A new approach to Accelerated Performance Transformation
Transformations of this magnitude will not happen without visible and regular senior leadership involvement. Therefore, the CEO, CFO, and heads of business units must model the desired change. When they use the same technology and tools and are visible in plants, slow-adopting employees may gain extra motivation to embrace new ways of working.
Generating outsize value from tech-enabled transformations
Any transformation faces long odds of succeeding: McKinsey research has found that around 70 percent of all attempts (both digital and nondigital) fail.12 Of the 30 percent that produce the expected value, a majority follow a structured process that focuses on several playbook elements.
Our experience managing more than ten tech-enabled deployments in the industrial sector and a survey of more than 20 B2B companies (a combination of industrial, oil and gas, utilities, agriculture, and hardware organizations) that underwent significant tech-enabled transformations reinforce these findings. When companies concentrate on all aspects of infrastructure and execution in a coordinated fashion, they are significantly more likely to capture a greater share of a transformation’s potential value.

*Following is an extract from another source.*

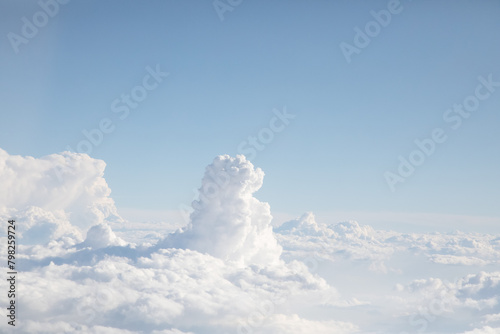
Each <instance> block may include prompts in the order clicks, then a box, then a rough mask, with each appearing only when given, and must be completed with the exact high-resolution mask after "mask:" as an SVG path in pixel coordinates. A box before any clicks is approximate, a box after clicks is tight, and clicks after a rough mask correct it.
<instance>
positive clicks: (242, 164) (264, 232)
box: [166, 155, 281, 265]
mask: <svg viewBox="0 0 500 334" xmlns="http://www.w3.org/2000/svg"><path fill="white" fill-rule="evenodd" d="M263 179H264V172H263V171H262V170H261V169H260V168H254V166H253V165H252V163H251V162H250V161H248V160H246V159H245V157H244V156H242V155H238V156H237V157H236V158H232V157H229V156H228V155H224V156H218V157H216V158H215V159H214V161H213V163H212V164H211V165H209V166H207V168H206V171H205V176H204V177H203V180H202V185H201V188H200V198H199V200H198V201H195V202H194V203H193V208H194V212H193V213H191V216H190V224H189V226H188V228H186V229H185V230H184V231H182V232H180V233H176V234H174V235H171V236H169V238H168V239H167V240H166V244H167V245H171V246H174V247H181V248H189V249H194V250H198V251H200V252H203V253H205V252H206V253H208V254H212V255H214V256H216V257H219V258H222V259H224V260H229V261H235V262H238V263H240V264H244V265H248V264H263V265H266V264H271V263H276V262H278V261H279V257H280V254H281V246H279V245H278V243H277V241H276V239H275V238H274V235H273V232H272V227H271V220H272V216H271V212H270V207H269V204H267V203H263V202H260V201H259V200H258V199H256V198H255V197H253V193H254V192H256V191H257V190H259V188H260V187H261V186H262V183H263Z"/></svg>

All of the companies in our sample set ambitious objectives (such as to increase earnings before interest, taxes, depreciation, and amortization by at least 10 percent). The study found a direct correlation between impact through technology (as defined by the percentage of the target aspiration achieved in 24 months) and the effectiveness of the transformation process (Exhibit 5).
Bringing it all together
The playbook for a tech-enabled transformation is composed of multiple initiatives that touch every part of the enterprise—a daunting proposition. Our experience with successful transformations identified some common themes:
- A tech-enabled transformation starts with a thorough assessment and involves setting aspirational goals linked to revenue growth and margins. These clear targets promote transparency and accountability across the organization.

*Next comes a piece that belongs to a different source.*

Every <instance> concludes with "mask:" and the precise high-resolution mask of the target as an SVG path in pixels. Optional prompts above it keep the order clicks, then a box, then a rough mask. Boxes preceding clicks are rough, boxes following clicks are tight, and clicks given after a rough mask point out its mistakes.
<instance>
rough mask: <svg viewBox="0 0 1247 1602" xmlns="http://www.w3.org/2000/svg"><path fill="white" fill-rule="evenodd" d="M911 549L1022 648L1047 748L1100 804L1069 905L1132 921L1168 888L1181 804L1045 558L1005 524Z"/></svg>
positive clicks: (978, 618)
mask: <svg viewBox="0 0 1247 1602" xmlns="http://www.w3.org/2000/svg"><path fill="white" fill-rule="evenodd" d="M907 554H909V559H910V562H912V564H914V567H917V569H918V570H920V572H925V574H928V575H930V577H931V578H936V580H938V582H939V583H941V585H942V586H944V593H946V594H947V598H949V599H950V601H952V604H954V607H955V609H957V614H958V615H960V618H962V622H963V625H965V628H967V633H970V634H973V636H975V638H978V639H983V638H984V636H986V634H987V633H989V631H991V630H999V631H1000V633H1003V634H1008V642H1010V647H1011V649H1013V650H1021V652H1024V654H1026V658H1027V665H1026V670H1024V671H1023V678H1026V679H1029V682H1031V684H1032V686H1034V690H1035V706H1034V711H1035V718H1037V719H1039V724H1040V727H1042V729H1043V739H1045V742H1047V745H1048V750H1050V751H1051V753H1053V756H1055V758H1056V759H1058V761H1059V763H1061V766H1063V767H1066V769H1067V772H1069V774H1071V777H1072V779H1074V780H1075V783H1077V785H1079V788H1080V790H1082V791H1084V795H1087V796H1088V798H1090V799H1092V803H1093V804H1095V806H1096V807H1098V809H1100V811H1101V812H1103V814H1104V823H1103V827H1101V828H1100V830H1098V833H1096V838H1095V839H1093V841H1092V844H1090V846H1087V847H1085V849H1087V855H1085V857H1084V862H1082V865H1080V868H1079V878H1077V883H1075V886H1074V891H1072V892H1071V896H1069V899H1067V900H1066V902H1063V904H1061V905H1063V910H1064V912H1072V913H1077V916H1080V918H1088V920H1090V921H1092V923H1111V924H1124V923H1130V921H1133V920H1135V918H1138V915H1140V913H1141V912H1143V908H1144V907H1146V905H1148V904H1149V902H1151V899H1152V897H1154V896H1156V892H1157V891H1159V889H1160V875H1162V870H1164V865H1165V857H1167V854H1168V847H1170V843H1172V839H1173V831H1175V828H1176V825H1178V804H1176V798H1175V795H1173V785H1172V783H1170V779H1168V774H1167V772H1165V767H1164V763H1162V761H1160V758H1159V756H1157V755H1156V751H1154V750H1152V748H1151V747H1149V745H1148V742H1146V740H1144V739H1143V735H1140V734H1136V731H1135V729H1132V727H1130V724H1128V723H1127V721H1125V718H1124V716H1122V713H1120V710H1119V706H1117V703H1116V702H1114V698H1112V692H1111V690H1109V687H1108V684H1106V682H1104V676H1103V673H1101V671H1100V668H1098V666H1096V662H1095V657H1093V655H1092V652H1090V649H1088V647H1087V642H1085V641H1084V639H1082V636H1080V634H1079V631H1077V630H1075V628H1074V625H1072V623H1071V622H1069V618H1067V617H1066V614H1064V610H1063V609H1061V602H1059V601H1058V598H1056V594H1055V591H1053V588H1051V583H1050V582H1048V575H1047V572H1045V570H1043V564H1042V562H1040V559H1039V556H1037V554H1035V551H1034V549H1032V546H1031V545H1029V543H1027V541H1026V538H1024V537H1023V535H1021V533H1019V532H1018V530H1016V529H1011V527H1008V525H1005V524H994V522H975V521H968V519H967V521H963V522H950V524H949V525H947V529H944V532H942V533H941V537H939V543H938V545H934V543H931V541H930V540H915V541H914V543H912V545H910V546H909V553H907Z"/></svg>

- Executive sponsorship and scrutiny are critical to successful transformations. The top team and management are the most effective evangelists for new attitudes and ways of working and should seek to lead by example. In companies where a transformation has taken root, role modeling was a vital contributor.
- As the whole notion of a transformation suggests, the degree of organizational change is significant. Companies must take a comprehensive, rather than piecemeal, approach to identify and pursue opportunities to harness technology.
- The initiative works only if technology solutions are woven into the fabric of the organization and processes, integrating with the way the company functions. Technology can’t be the domain of a parallel organization. Instead, it must be a foundational element of strategy and decision making.
- To change the operating model, companies must change the way the business is managed. Many companies have monthly operational or business reviews, conversations between the CEO or CFO and business leaders. Identifying new metrics and using the transformation office’s digital tools and dashboards to support these reviews on an ongoing basis will sustain performance improvements.
Experience shows that companies that approach tech-enabled transformations through a technology-focused lens can only capture about 50 percent of the potential business value. However, industrial companies that follow this comprehensive playbook can secure substantially more value.